In Russian diplomacy, ego also tends to figure in. The message from Moscow these days appears to be that the United States should not expect to cut deals with the Kremlin-backed governments of Central Asia. If Obama wants something from the region, he’ll have to ask Moscow.

This is a far cry from Russia’s more conciliatory approach in 2001 when the U.S. and allied warlords ousted Afghanistan’s Taliban government after the Sept. 11 attacks. In those days, Russia still labored under the humiliation and financial collapse of the 1990s, and viewed the attacks on the U.S. as an echo of its own wars in Chechnya and struggles with militant Islam.

Vladimir Putin, who then served as president, reached out to commiserate with Washington and kept silent as the U.S. opened military bases in the former Soviet republics of Uzbekistan and Kyrgyzstan.

Experts now say the United States underestimated or ignored the extent to which Putin, who is now Russia’s prime minister, regarded the presence of U.S. troops on former Soviet soil as a risky and generous concession.

Advertisement

Putin “thought that was worth some return concessions on the U.S. part,” said Vladimir Milov, who served as deputy energy minister during Putin’s first term in office. “He thought that he’d agree that the U.S. could advance militarily in Central Asia, and then he would be able to negotiate something back. But it didn’t work out, so he got offended.”

From that point on, relations further soured.

A few years later, popular uprisings in Ukraine and Georgia ousted Russian-backed politicians and installed pro-Western governments with U.S. encouragement.

To Moscow, U.S. actions in its backyard smacked of betrayal. Putin has said that the fall of the Soviet Union was “the greatest geopolitical catastrophe of the century”; the government has also said it demands “privileged” influence in the former Soviet republics. Bush administration attempts to lure Georgia and Ukraine out of Moscow’s grasp enraged Putin, insiders say.

These days, facing both the U.S. military presence and increasing Chinese energy deals in places like Turkmenistan and Uzbekistan, Russia is on a drive to reestablish dominance in Central Asia.

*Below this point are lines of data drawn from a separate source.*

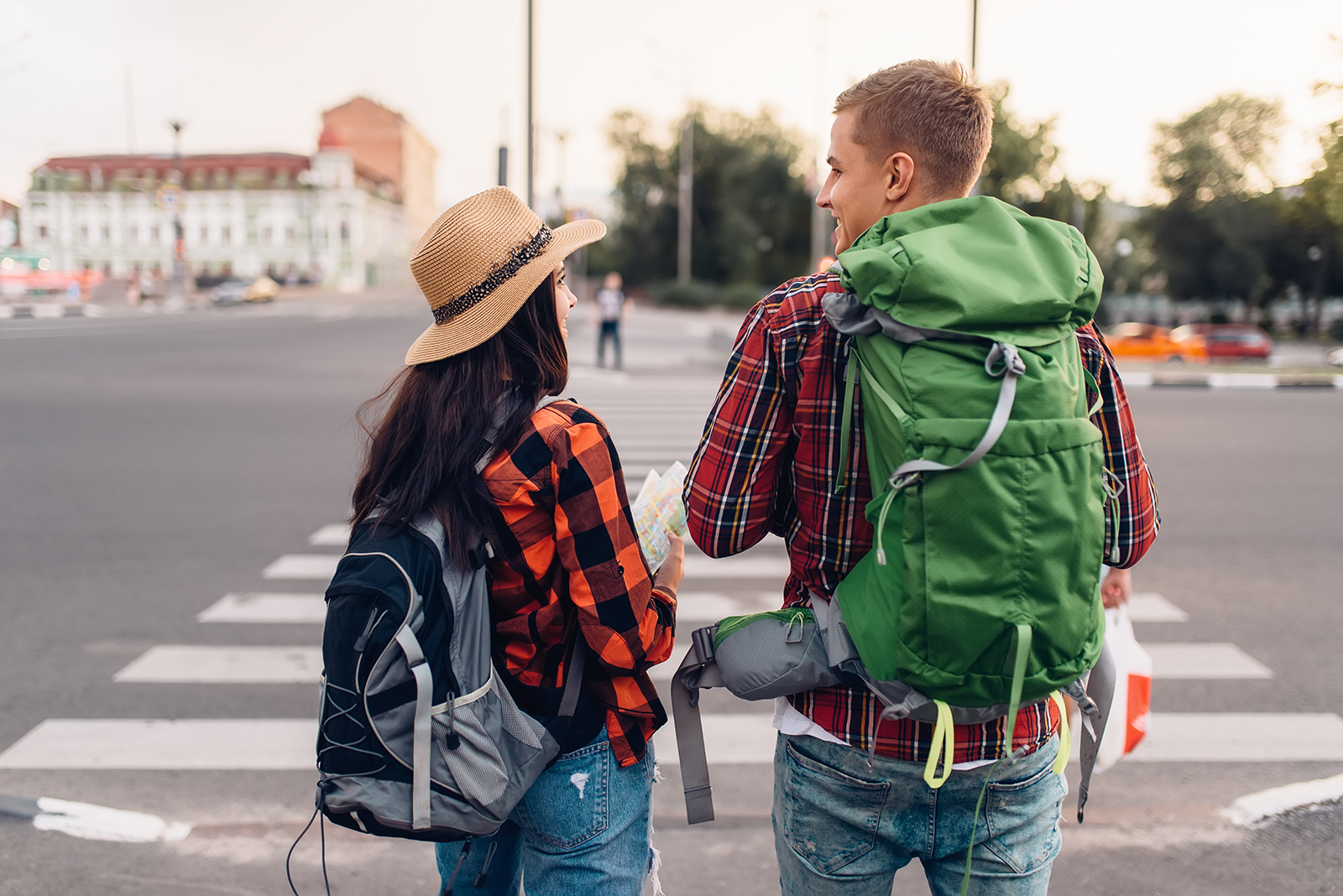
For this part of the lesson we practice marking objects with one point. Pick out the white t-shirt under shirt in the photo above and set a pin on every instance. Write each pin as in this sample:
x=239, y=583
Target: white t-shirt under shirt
x=610, y=304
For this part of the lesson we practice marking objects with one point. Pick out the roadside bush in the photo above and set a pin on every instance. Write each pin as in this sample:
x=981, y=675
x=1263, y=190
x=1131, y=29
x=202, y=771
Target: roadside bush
x=698, y=294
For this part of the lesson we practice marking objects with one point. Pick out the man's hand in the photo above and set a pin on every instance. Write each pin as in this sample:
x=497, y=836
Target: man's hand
x=1116, y=589
x=668, y=577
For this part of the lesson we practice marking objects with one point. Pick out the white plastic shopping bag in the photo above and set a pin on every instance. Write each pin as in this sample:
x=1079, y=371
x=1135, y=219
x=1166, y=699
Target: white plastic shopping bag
x=660, y=513
x=1131, y=707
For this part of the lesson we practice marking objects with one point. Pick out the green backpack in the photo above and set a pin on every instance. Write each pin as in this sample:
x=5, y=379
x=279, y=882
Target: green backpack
x=982, y=586
x=982, y=589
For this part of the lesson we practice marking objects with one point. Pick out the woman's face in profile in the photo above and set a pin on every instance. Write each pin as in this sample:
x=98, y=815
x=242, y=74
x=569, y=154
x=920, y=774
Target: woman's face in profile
x=564, y=300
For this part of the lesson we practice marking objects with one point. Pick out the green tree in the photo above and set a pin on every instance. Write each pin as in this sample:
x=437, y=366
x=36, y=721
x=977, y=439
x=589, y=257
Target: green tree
x=1217, y=150
x=751, y=207
x=1022, y=169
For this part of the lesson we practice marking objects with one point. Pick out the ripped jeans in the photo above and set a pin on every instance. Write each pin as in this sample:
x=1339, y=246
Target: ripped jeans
x=582, y=828
x=844, y=828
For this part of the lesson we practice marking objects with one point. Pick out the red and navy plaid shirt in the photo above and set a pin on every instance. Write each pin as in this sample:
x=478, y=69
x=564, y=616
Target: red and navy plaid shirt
x=570, y=562
x=767, y=464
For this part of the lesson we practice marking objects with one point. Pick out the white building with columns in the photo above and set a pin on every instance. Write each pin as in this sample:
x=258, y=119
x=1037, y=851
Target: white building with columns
x=332, y=217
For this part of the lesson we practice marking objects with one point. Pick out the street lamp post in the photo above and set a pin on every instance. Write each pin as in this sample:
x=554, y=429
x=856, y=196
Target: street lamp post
x=530, y=120
x=685, y=195
x=974, y=35
x=178, y=289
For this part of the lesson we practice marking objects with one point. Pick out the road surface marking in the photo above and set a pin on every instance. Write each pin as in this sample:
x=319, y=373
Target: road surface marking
x=201, y=664
x=100, y=822
x=1146, y=607
x=708, y=607
x=167, y=743
x=1256, y=806
x=1242, y=380
x=316, y=566
x=740, y=566
x=1241, y=737
x=322, y=566
x=1205, y=662
x=265, y=607
x=331, y=535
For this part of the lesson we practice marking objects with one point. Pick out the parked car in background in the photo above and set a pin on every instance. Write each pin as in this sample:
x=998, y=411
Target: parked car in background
x=1226, y=340
x=1150, y=342
x=262, y=290
x=230, y=293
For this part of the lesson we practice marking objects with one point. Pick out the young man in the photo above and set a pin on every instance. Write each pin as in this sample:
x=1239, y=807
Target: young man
x=610, y=310
x=904, y=137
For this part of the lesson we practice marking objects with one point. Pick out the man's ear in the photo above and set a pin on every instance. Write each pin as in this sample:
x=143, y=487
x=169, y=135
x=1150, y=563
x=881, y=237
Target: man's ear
x=900, y=176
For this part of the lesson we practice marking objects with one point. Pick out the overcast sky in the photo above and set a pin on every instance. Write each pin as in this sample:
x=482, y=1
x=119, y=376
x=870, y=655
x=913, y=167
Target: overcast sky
x=255, y=74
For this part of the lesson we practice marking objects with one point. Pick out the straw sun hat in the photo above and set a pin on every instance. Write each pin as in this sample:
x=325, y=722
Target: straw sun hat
x=480, y=262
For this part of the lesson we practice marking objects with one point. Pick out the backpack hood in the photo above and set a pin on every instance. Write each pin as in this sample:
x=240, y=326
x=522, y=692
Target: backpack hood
x=978, y=266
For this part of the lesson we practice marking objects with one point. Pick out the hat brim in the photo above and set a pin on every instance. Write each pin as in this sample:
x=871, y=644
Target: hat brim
x=488, y=317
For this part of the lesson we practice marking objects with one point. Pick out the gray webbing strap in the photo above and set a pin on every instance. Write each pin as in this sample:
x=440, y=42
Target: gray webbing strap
x=1013, y=367
x=696, y=671
x=574, y=679
x=422, y=732
x=1100, y=688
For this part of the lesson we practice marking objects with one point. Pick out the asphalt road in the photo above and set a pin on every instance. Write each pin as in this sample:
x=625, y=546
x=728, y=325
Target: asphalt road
x=151, y=464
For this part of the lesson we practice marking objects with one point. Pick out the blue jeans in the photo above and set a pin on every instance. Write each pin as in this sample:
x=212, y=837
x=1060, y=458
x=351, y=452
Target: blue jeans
x=841, y=828
x=582, y=828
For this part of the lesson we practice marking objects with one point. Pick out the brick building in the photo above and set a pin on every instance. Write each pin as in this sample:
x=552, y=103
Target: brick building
x=389, y=147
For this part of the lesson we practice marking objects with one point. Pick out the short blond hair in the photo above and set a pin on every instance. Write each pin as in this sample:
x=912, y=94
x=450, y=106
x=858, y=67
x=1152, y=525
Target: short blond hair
x=931, y=110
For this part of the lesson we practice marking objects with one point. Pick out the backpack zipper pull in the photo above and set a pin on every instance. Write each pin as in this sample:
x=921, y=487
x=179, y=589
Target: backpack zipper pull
x=368, y=631
x=450, y=738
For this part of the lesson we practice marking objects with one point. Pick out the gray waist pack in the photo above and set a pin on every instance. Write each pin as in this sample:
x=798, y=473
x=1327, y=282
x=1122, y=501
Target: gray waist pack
x=771, y=655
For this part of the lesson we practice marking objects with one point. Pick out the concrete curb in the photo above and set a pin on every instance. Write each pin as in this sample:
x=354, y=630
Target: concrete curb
x=1255, y=808
x=1145, y=378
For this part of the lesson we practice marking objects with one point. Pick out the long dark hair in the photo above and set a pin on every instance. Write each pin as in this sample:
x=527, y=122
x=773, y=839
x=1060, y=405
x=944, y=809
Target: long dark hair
x=422, y=452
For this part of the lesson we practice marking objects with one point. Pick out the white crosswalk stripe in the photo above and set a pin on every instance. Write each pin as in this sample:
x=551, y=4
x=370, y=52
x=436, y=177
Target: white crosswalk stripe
x=315, y=566
x=331, y=535
x=265, y=607
x=165, y=743
x=1154, y=608
x=1204, y=662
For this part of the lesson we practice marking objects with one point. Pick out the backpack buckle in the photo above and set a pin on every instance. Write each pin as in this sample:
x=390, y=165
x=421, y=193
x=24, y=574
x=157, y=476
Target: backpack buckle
x=702, y=644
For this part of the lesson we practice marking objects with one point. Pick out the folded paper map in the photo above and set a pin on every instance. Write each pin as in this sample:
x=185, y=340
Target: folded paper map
x=660, y=513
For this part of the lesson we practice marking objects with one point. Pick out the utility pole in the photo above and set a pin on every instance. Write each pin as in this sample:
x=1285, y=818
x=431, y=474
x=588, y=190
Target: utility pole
x=178, y=290
x=823, y=223
x=685, y=194
x=974, y=35
x=131, y=114
x=530, y=118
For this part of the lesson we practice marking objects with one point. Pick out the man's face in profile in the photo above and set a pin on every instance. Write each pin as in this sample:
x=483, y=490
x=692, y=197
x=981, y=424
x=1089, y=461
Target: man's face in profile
x=856, y=190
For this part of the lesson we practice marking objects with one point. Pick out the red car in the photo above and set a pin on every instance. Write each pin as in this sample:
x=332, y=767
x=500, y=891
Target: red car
x=1226, y=340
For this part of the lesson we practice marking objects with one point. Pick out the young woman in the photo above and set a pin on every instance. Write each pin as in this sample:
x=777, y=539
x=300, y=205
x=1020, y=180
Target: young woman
x=469, y=436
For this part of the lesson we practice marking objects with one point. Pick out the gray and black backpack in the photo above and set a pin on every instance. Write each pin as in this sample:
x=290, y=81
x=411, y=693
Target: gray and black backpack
x=418, y=735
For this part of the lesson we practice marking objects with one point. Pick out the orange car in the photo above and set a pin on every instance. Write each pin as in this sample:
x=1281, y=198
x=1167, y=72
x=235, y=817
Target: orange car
x=1150, y=342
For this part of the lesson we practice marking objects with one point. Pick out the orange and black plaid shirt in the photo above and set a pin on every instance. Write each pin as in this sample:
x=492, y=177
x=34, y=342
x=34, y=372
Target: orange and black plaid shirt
x=570, y=561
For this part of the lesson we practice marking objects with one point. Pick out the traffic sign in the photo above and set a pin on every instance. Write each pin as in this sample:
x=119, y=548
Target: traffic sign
x=170, y=197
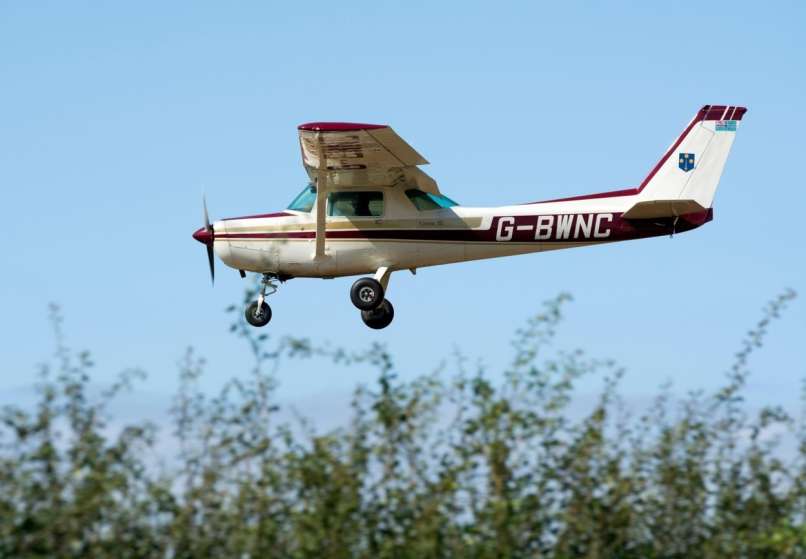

That ambition was signaled this month, when Russia summoned the leaders of six other former Soviet republics and they agreed to the creation of a collective rapid-reaction force. The government said it would be based in Russia, and compared the force to the North Atlantic Treaty Organization.

At the same time, while in Moscow, the Kyrgyz president announced his country’s intention to accept massive Russian financial aid -- and rid the nation of the American troops.

Advertisement

“Putin wants to retain major control over Central Asia, and probably it’s a new dividing line he wants to draw with the West,” Milov said. “This is why Kyrgyzstan and the military base is one of the crucial points.”